Die Berufungswerberin und das im Oktober 2006 geborene Kind sind österreichische Staatsbürger. Der Kindesvater, ein türkischer Staatsbürger, lebte im Berufungszeitraum in der Türkei, wo er auch berufstätig war. In Anwesenheit der Berufungswerberin wurden vom Finanzamt durch Einsichtnahme in die Reisepässe am 10.12.2008 folgende Aufenthalte der Berufungswerberin und des Kindes in der Türkei festgehalten: 7.12.2006 bis 13.1.2007, 3.3.2007 bis 11.5.2007, 20.5.2007 bis 1.6.2007, 19.8.2007 bis 17.11.2007, 24.11.2007 bis 10.12.2007 19.1.2008 bis 28.1.2008, 14.2.2008 bis 10.4.2008, 14.4.2008 bis 30.7.2008, 10.8.1008 bis 18.11.2008. Weiters erklärte die Berufungswerberin, dass ab 11.12.2008 wieder ein Aufenthalt in der Türkei geplant sei.
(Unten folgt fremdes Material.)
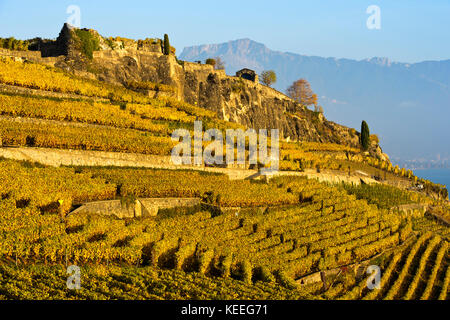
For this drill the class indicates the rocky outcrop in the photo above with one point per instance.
(232, 98)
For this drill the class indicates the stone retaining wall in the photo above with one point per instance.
(140, 208)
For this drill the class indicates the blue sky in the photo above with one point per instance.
(411, 30)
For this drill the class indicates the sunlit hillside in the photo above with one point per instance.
(331, 209)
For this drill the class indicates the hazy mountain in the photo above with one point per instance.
(408, 105)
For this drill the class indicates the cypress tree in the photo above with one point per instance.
(365, 136)
(166, 45)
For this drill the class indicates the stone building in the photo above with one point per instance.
(247, 74)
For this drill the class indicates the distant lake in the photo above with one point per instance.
(441, 176)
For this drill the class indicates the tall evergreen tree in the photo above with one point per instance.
(166, 45)
(365, 136)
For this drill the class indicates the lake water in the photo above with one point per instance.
(441, 176)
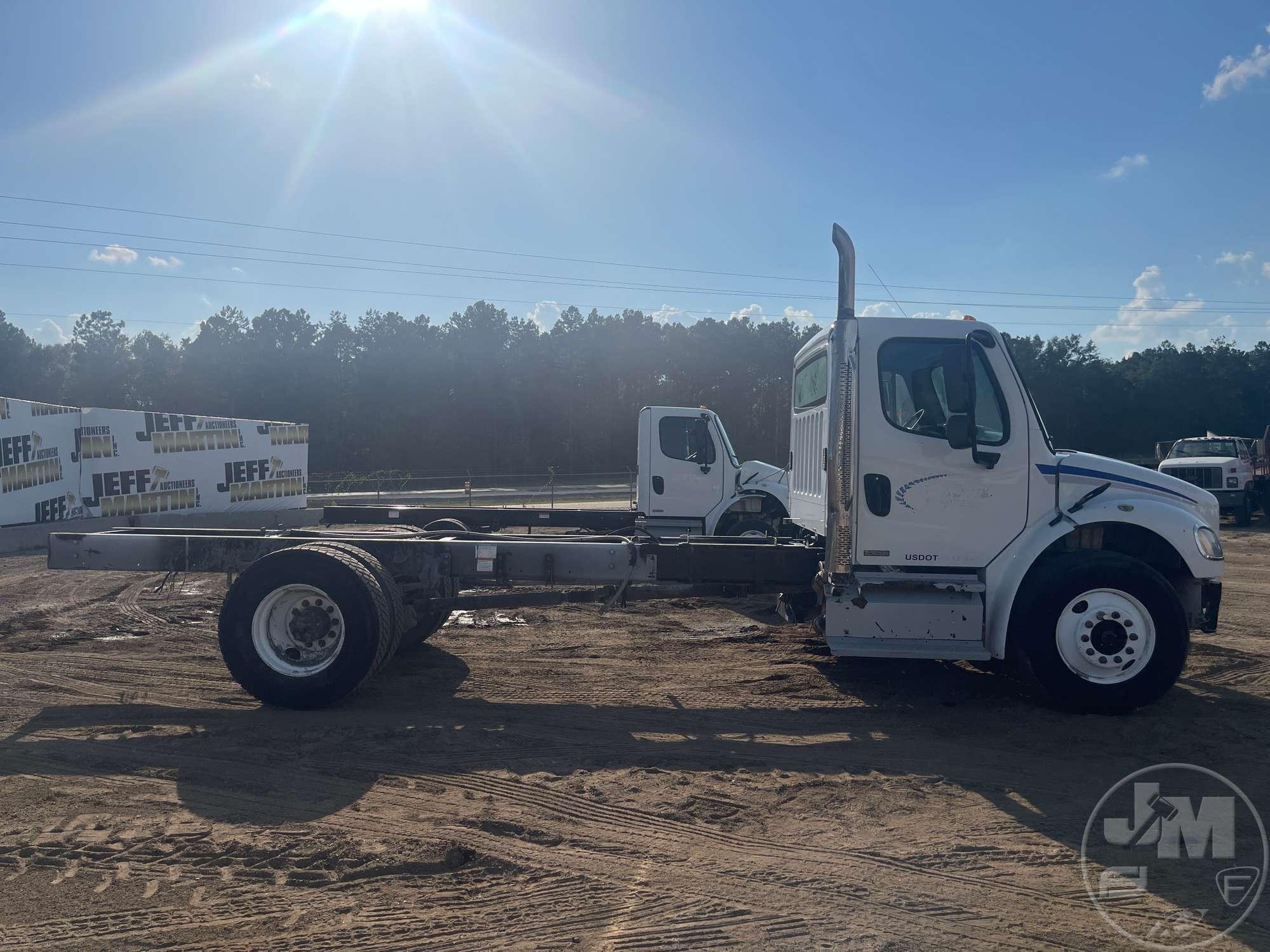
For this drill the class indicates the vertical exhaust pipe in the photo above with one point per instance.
(839, 468)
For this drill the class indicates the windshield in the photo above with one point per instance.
(1184, 449)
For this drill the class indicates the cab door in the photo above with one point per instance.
(688, 470)
(920, 503)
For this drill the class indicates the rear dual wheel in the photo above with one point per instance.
(305, 628)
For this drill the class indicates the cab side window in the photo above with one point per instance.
(686, 439)
(921, 389)
(812, 383)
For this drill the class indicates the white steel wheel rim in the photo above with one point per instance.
(298, 630)
(1106, 637)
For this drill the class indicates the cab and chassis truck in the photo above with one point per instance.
(939, 522)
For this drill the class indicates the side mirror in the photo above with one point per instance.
(959, 431)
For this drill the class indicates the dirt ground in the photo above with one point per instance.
(686, 775)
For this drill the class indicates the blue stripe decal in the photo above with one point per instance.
(1050, 470)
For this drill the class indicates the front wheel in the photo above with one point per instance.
(752, 529)
(1100, 631)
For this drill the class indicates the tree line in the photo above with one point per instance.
(492, 393)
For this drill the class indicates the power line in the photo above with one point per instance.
(401, 242)
(524, 301)
(548, 258)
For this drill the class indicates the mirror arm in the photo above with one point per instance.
(979, 456)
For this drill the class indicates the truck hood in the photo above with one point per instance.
(1198, 461)
(752, 472)
(1131, 478)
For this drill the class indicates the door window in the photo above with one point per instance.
(916, 397)
(686, 439)
(812, 383)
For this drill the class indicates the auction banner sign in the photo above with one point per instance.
(39, 468)
(130, 463)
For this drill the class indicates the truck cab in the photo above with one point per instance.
(1225, 466)
(692, 482)
(954, 529)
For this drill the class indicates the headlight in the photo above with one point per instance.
(1208, 544)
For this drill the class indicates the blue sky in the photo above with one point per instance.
(1117, 152)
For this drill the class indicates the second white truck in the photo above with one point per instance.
(939, 522)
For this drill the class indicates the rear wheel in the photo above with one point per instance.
(305, 628)
(1100, 631)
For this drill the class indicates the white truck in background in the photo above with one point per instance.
(939, 522)
(1234, 469)
(692, 482)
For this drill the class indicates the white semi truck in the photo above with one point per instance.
(1234, 469)
(940, 522)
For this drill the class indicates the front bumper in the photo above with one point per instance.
(1210, 606)
(1229, 498)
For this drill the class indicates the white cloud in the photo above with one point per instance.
(1125, 163)
(1236, 74)
(50, 333)
(114, 255)
(670, 314)
(1144, 321)
(545, 314)
(1233, 258)
(879, 309)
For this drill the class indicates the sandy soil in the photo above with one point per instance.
(684, 775)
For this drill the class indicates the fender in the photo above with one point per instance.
(1173, 524)
(727, 506)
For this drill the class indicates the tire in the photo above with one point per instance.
(1113, 606)
(253, 635)
(429, 623)
(403, 619)
(752, 527)
(1244, 515)
(445, 526)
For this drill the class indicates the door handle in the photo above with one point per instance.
(878, 494)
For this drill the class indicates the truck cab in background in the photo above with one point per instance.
(954, 530)
(1230, 468)
(692, 482)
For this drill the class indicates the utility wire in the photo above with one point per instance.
(619, 308)
(525, 255)
(399, 242)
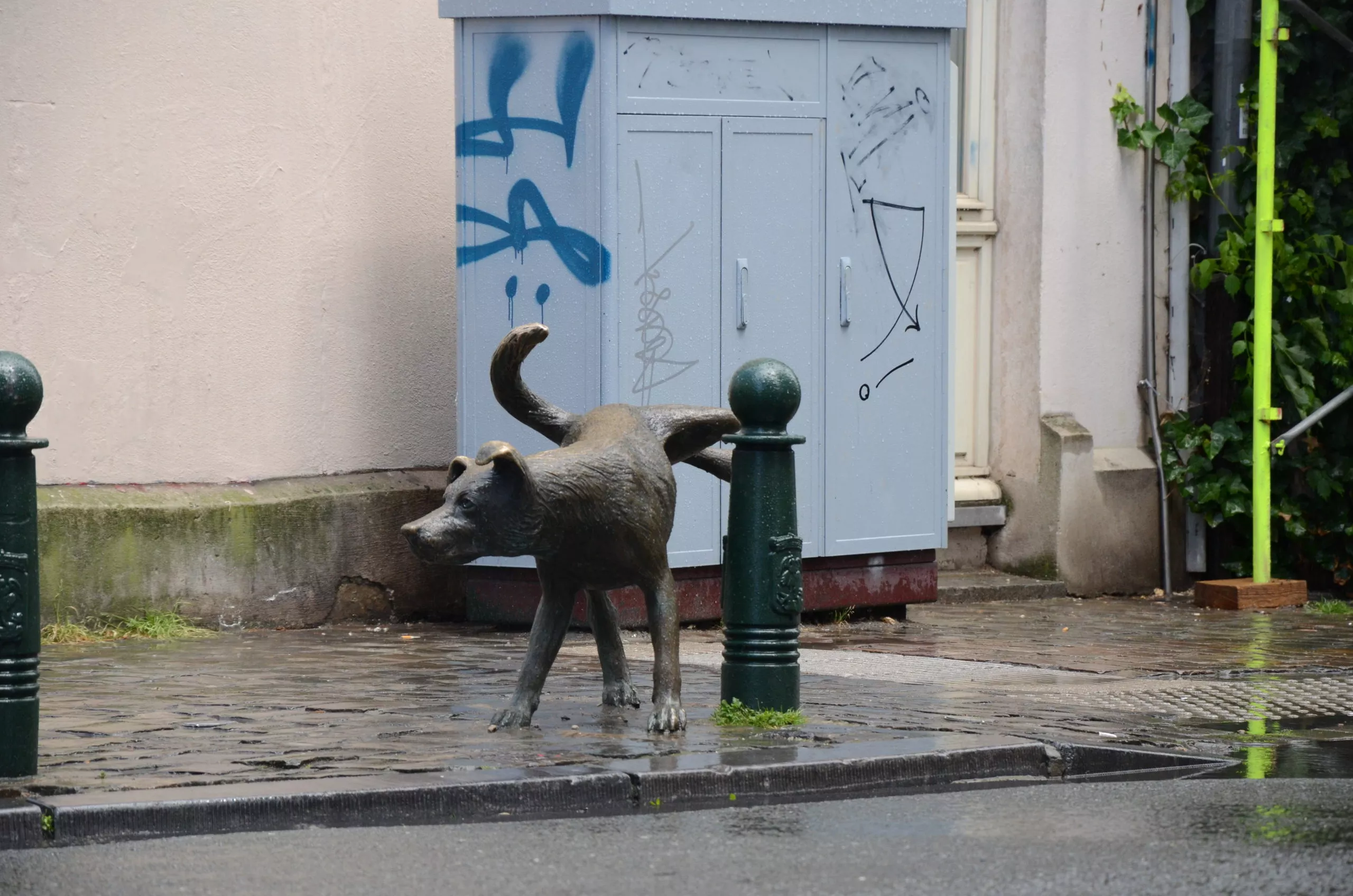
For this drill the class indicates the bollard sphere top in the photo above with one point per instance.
(764, 394)
(21, 394)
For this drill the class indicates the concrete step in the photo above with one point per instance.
(970, 586)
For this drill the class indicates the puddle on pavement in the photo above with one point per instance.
(1301, 748)
(1282, 825)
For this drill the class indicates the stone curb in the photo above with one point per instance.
(631, 786)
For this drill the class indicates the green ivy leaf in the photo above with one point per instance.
(1320, 122)
(1192, 116)
(1175, 148)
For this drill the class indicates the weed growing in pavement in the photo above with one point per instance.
(742, 715)
(149, 623)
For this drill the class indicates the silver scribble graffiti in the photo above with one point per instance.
(880, 111)
(655, 339)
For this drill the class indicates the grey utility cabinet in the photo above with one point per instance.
(674, 197)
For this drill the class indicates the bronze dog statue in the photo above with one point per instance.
(596, 514)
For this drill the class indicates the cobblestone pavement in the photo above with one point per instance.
(348, 702)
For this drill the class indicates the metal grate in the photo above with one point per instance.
(1229, 700)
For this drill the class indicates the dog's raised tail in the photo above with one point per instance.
(512, 391)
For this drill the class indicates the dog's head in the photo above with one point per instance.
(492, 509)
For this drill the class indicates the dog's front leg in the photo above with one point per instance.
(547, 634)
(610, 649)
(665, 629)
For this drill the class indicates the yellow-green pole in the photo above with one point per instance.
(1265, 228)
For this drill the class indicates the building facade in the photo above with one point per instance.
(230, 251)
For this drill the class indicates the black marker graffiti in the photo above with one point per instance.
(654, 336)
(914, 317)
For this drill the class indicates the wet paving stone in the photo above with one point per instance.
(268, 706)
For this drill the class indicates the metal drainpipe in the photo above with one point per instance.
(1148, 385)
(1235, 26)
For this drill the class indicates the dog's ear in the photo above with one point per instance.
(459, 465)
(506, 461)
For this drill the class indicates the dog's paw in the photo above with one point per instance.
(620, 695)
(669, 718)
(512, 716)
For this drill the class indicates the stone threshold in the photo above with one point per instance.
(972, 586)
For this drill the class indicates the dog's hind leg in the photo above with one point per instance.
(617, 689)
(547, 634)
(665, 629)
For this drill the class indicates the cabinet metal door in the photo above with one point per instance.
(888, 218)
(773, 275)
(668, 294)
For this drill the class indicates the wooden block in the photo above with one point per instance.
(1245, 594)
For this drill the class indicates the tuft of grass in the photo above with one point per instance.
(742, 715)
(149, 624)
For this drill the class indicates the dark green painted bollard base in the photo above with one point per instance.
(764, 581)
(761, 668)
(761, 687)
(21, 624)
(18, 716)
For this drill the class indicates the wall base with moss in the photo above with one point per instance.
(291, 553)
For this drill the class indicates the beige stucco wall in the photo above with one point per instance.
(1068, 320)
(1092, 319)
(228, 235)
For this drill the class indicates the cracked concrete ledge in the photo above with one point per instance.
(631, 786)
(291, 553)
(964, 586)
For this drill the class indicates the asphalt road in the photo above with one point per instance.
(1290, 837)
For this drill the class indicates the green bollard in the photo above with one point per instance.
(21, 626)
(764, 577)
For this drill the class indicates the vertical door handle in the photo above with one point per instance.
(845, 292)
(742, 294)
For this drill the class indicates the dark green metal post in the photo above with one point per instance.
(764, 577)
(21, 627)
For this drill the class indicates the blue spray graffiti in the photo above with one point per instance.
(512, 294)
(509, 64)
(585, 258)
(542, 297)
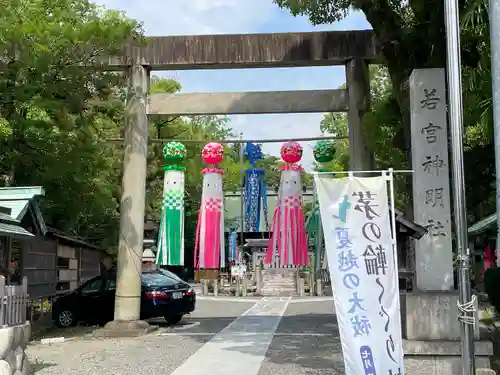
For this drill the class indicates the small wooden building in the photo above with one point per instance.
(53, 261)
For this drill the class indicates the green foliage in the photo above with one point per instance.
(412, 36)
(56, 108)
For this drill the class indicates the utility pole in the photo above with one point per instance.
(454, 75)
(494, 12)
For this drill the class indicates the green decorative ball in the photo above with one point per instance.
(174, 152)
(324, 151)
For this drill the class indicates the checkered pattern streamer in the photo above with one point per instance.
(171, 234)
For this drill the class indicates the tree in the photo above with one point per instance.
(411, 35)
(57, 108)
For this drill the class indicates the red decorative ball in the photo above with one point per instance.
(291, 152)
(212, 153)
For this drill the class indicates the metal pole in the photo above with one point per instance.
(454, 75)
(494, 12)
(242, 198)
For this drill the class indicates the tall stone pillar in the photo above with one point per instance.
(431, 180)
(132, 208)
(358, 87)
(429, 314)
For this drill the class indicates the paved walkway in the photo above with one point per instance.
(227, 354)
(270, 336)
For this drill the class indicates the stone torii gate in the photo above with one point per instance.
(353, 49)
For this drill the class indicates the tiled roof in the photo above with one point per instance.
(13, 230)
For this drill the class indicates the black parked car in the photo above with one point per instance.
(163, 295)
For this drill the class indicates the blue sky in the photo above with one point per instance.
(194, 17)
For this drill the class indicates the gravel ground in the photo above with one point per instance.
(152, 355)
(316, 352)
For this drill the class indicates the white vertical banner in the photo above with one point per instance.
(359, 247)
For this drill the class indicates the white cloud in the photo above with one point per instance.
(191, 17)
(186, 17)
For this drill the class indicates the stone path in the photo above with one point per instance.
(269, 336)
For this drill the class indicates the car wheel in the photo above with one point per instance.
(173, 319)
(65, 318)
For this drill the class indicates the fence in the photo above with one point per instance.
(14, 303)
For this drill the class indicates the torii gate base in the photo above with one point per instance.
(437, 353)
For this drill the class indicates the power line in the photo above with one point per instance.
(235, 141)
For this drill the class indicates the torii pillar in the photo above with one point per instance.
(132, 209)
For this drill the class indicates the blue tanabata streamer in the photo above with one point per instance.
(255, 191)
(255, 195)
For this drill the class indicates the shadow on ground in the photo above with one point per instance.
(70, 332)
(310, 341)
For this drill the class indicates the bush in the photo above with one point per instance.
(492, 287)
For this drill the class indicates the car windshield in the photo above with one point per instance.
(158, 279)
(171, 275)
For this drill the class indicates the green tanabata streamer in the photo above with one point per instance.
(171, 234)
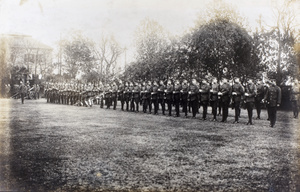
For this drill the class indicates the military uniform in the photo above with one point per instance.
(273, 98)
(121, 95)
(177, 97)
(127, 96)
(154, 98)
(193, 98)
(237, 93)
(258, 98)
(161, 97)
(136, 97)
(107, 96)
(204, 98)
(214, 99)
(22, 91)
(225, 91)
(148, 97)
(294, 97)
(114, 95)
(249, 99)
(169, 97)
(184, 97)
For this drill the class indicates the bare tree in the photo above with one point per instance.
(107, 53)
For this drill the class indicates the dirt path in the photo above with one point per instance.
(51, 147)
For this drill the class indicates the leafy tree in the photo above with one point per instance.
(107, 52)
(152, 45)
(220, 45)
(277, 44)
(77, 54)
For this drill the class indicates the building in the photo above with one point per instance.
(25, 51)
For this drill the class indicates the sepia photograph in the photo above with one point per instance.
(149, 95)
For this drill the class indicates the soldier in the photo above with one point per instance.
(294, 92)
(114, 95)
(184, 96)
(225, 92)
(126, 95)
(143, 96)
(249, 99)
(214, 97)
(237, 93)
(204, 97)
(148, 96)
(161, 96)
(121, 94)
(154, 97)
(107, 96)
(136, 96)
(259, 97)
(177, 96)
(28, 90)
(273, 99)
(101, 91)
(193, 96)
(169, 96)
(130, 92)
(22, 91)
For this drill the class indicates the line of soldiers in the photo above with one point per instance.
(190, 96)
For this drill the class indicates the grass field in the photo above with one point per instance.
(52, 147)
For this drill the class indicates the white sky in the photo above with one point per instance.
(46, 20)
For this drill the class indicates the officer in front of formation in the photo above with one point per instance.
(169, 95)
(215, 88)
(204, 97)
(177, 96)
(295, 92)
(154, 97)
(225, 92)
(121, 94)
(273, 100)
(22, 91)
(250, 92)
(114, 95)
(161, 95)
(193, 96)
(148, 96)
(184, 96)
(237, 93)
(259, 97)
(136, 97)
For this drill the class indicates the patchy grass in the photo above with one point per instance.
(66, 148)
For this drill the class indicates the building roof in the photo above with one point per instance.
(23, 41)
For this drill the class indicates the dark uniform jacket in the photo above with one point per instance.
(225, 89)
(22, 89)
(184, 91)
(121, 91)
(161, 92)
(193, 92)
(114, 91)
(169, 91)
(273, 96)
(251, 91)
(260, 92)
(154, 93)
(294, 93)
(136, 92)
(214, 91)
(176, 92)
(148, 91)
(204, 92)
(239, 90)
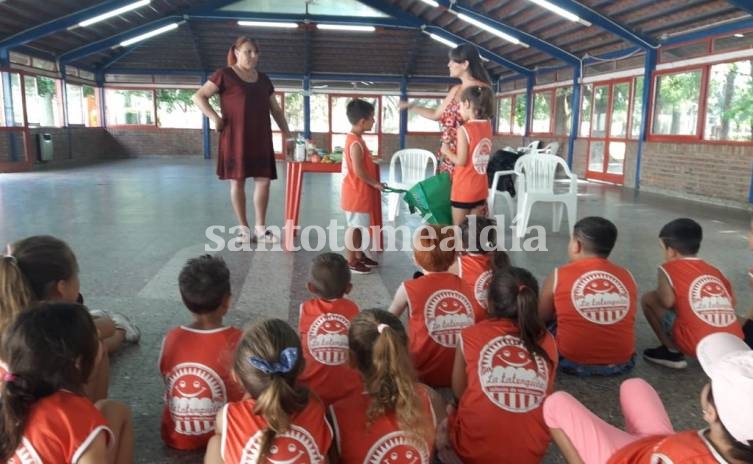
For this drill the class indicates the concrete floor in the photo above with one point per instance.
(133, 223)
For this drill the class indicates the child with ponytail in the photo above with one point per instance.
(394, 418)
(51, 350)
(279, 421)
(504, 369)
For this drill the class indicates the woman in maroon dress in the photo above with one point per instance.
(465, 64)
(245, 148)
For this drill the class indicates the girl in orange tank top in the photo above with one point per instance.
(474, 147)
(280, 420)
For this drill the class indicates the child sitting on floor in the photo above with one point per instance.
(693, 298)
(592, 302)
(323, 324)
(195, 359)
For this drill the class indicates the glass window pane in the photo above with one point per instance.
(600, 108)
(620, 103)
(418, 123)
(319, 113)
(542, 112)
(519, 118)
(729, 112)
(176, 109)
(676, 107)
(563, 110)
(504, 111)
(635, 125)
(390, 114)
(585, 110)
(129, 107)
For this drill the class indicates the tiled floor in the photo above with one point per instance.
(133, 223)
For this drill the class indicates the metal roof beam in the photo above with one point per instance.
(529, 39)
(55, 25)
(606, 23)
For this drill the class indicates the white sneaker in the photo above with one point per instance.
(132, 333)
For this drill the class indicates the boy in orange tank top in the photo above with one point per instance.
(323, 324)
(693, 298)
(592, 303)
(195, 359)
(360, 185)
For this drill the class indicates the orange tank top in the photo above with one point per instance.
(595, 303)
(476, 271)
(440, 305)
(506, 388)
(323, 327)
(469, 182)
(382, 441)
(683, 447)
(195, 365)
(60, 428)
(306, 441)
(356, 195)
(703, 302)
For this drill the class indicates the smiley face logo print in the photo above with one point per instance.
(195, 393)
(510, 377)
(295, 446)
(711, 302)
(328, 339)
(600, 297)
(447, 312)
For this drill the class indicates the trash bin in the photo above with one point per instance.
(44, 147)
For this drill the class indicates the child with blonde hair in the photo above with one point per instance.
(279, 420)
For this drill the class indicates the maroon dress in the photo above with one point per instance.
(245, 148)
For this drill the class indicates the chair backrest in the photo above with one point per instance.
(539, 172)
(413, 165)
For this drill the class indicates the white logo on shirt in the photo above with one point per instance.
(711, 302)
(295, 446)
(600, 297)
(328, 339)
(510, 377)
(447, 312)
(195, 393)
(398, 448)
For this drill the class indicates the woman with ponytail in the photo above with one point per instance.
(44, 417)
(394, 418)
(504, 369)
(280, 421)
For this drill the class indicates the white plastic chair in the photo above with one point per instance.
(413, 163)
(534, 182)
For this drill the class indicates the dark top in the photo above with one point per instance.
(245, 148)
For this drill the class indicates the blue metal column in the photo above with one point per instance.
(205, 136)
(529, 104)
(403, 131)
(306, 106)
(649, 66)
(575, 119)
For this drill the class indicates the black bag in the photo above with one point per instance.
(503, 160)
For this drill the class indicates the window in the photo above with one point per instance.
(390, 114)
(504, 113)
(676, 103)
(175, 109)
(43, 101)
(519, 117)
(729, 108)
(637, 120)
(585, 110)
(563, 98)
(542, 112)
(418, 123)
(129, 107)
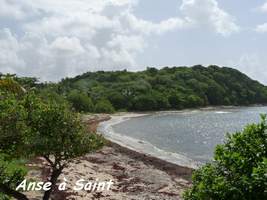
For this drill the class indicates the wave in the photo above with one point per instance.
(145, 147)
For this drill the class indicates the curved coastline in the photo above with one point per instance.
(143, 147)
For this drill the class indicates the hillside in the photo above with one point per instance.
(167, 88)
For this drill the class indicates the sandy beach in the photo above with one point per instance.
(136, 176)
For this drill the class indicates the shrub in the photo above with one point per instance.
(239, 170)
(31, 127)
(80, 101)
(104, 106)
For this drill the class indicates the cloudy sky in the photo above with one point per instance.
(52, 39)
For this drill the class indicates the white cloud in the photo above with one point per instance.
(68, 37)
(208, 13)
(253, 65)
(264, 7)
(262, 28)
(10, 9)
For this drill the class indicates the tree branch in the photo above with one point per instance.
(8, 191)
(48, 160)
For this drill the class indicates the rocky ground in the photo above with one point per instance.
(136, 176)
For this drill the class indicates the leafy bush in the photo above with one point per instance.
(33, 127)
(104, 106)
(80, 101)
(239, 170)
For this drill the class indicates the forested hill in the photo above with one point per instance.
(167, 88)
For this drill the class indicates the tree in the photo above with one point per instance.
(31, 127)
(144, 103)
(239, 170)
(80, 101)
(104, 106)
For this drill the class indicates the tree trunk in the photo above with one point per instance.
(10, 192)
(53, 179)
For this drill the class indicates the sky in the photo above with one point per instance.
(53, 39)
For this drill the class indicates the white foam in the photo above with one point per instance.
(106, 128)
(222, 112)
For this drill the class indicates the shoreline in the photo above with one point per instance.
(169, 167)
(140, 146)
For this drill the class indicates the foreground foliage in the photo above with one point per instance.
(34, 127)
(239, 170)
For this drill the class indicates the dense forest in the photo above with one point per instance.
(165, 89)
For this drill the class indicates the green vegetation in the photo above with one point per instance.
(239, 170)
(166, 89)
(32, 126)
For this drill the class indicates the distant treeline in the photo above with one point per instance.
(153, 89)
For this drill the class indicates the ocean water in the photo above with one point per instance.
(189, 134)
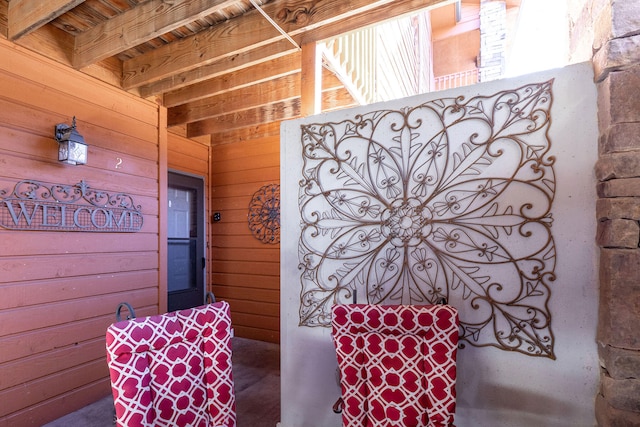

Daraus ergibt sich, dass sich die Berufungswerberin mit dem Kind 202 Tage im Jahr 2007 und 276 Tage im Jahr 2008 (bis November 2008) beim Kindesvater in der Türkei aufgehalten hat. Somit hielt sich die Berufungswerberin in diesen Jahren überwiegend in der Türkei auf. Auf Grund dieses Sachverhaltes ist daher davon auszugehen, dass sie den Mittelpunkt der Lebensinteressen im Berufungszeitraum in der Türkei hatte, weshalb kein Anspruch auf die Familienbeihilfe und den Kinderabsetzbetrag vorlag. Daran vermögen auch die nachgewiesenen Mutter-Kind-Pass Untersuchungen nichts zu ändern, weil diese jenen oben angeführten Auslandsaufenthalten nicht widersprechen.

Aus den angeführten Gründen war daher wie im Spruch zu entscheiden.